IDSLV0012345678<<<<<<<<<<<<<<<
9306026F2708252SLV<<<<<<<<<<<4
JOHN<SMEAGOL<<WENDY<LIESSETTEF

And then another one,

IDSLVOO12345678<<<<<<<<<<<<<<<
9306026F2708252SLV<<<<<<<<<<<4
JOHN<SMEAGOL<<WENDY<LIESSETTEF

When scanned via OCR, it can read either 0012345678 or OO12345678 and still pass all check digits checks.

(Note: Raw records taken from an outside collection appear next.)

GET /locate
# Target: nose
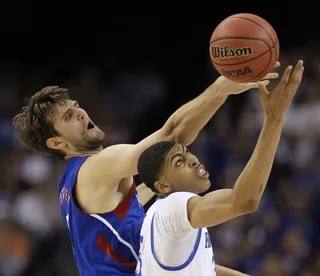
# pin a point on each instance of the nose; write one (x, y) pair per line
(81, 114)
(193, 162)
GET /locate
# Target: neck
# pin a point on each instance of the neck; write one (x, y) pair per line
(83, 153)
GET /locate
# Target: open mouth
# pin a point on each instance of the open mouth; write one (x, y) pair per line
(202, 172)
(90, 125)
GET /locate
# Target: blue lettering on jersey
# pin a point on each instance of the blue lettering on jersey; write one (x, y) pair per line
(208, 241)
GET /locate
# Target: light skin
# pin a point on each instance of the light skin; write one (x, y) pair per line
(180, 171)
(107, 175)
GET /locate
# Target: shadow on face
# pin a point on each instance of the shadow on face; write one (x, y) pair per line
(182, 171)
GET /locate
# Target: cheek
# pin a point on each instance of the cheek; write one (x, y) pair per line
(185, 176)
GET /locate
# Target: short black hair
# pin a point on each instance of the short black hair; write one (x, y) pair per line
(151, 162)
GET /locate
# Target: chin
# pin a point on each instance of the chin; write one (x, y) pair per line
(204, 186)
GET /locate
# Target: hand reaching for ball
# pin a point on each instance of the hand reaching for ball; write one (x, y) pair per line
(277, 102)
(229, 87)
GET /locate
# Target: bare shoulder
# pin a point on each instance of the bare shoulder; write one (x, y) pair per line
(96, 187)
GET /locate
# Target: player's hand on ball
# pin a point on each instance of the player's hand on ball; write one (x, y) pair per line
(277, 102)
(232, 88)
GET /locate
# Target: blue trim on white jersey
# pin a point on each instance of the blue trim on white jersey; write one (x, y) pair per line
(186, 263)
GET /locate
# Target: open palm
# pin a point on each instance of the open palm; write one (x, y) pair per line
(233, 88)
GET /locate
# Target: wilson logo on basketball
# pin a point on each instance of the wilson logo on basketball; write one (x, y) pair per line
(227, 52)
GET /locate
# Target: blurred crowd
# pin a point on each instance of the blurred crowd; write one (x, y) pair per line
(280, 239)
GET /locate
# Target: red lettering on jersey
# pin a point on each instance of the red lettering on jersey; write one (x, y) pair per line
(105, 246)
(124, 206)
(64, 195)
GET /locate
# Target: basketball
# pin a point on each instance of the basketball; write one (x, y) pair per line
(244, 47)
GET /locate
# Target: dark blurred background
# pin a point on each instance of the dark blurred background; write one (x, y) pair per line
(131, 68)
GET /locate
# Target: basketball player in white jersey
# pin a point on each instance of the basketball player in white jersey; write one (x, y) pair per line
(174, 239)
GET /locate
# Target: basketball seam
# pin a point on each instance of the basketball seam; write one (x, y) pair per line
(269, 50)
(250, 20)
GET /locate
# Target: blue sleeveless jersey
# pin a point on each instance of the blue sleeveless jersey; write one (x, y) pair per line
(103, 244)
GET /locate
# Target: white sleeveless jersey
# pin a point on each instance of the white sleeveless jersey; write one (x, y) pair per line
(169, 245)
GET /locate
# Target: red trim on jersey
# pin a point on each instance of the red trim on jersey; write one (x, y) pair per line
(123, 208)
(105, 246)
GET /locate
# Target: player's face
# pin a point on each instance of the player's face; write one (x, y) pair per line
(183, 171)
(76, 128)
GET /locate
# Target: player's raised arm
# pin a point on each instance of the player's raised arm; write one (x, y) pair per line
(120, 161)
(222, 205)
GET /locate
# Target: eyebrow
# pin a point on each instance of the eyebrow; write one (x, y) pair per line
(75, 103)
(184, 150)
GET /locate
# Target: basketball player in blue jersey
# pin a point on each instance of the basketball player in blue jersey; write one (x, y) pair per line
(174, 238)
(99, 201)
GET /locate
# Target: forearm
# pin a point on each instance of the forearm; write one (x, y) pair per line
(144, 194)
(224, 271)
(251, 184)
(189, 119)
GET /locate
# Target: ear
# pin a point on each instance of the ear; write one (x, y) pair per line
(56, 143)
(162, 187)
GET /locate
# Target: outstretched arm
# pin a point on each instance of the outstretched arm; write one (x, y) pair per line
(183, 126)
(222, 205)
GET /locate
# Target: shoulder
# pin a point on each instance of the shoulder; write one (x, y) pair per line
(177, 198)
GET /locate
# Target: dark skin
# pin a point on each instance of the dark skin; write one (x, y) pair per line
(182, 171)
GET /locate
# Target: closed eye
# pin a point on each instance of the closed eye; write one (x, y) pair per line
(179, 162)
(68, 116)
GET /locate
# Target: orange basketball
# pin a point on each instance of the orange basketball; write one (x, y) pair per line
(244, 47)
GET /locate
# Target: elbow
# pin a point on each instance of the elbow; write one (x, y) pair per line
(248, 206)
(181, 136)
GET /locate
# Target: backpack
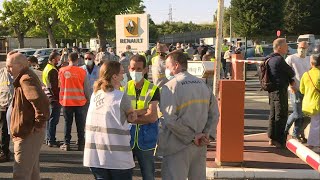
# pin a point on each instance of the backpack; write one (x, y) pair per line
(264, 76)
(6, 89)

Now, which is which?

accensi commented 2 years ago

Acccoding to lat edition of ICAO 9303, in Part 5, there is an explanation in how to compute the DV when the document number exceeds the original field size: https://www.icao.int/publications/Documents/9303_p5_cons_en.pdf Part 5. Specifications for TD1 Size Machine Readable Official Travel Documents (MROTDs) 4.2.4 Check digits in the MRZ The method of calculating check digits is given in Doc 9303-3. For the TD1, the data structure of the machine readable lines in Paragraph 4.2.2 provides for the inclusion of four check digits as follows: Check digit Character positions (upper MRZ line) used to calculate check digit Check digit position (upper MRZ line) Document number check digit 6 – 14 15 check digit or Long document number check digit 6 – 14, 16 – 28 Note: Position 15 contains β€˜<’ and is excluded from the check digit calculation. The position of the last digit of a long document number is in the range of 16 – 28. 17 – 18 (one digit only) Note: Since the check digit follows the last digit of the document number, its position is in the range of 17 – 29. The check digit is followed by β€˜<’.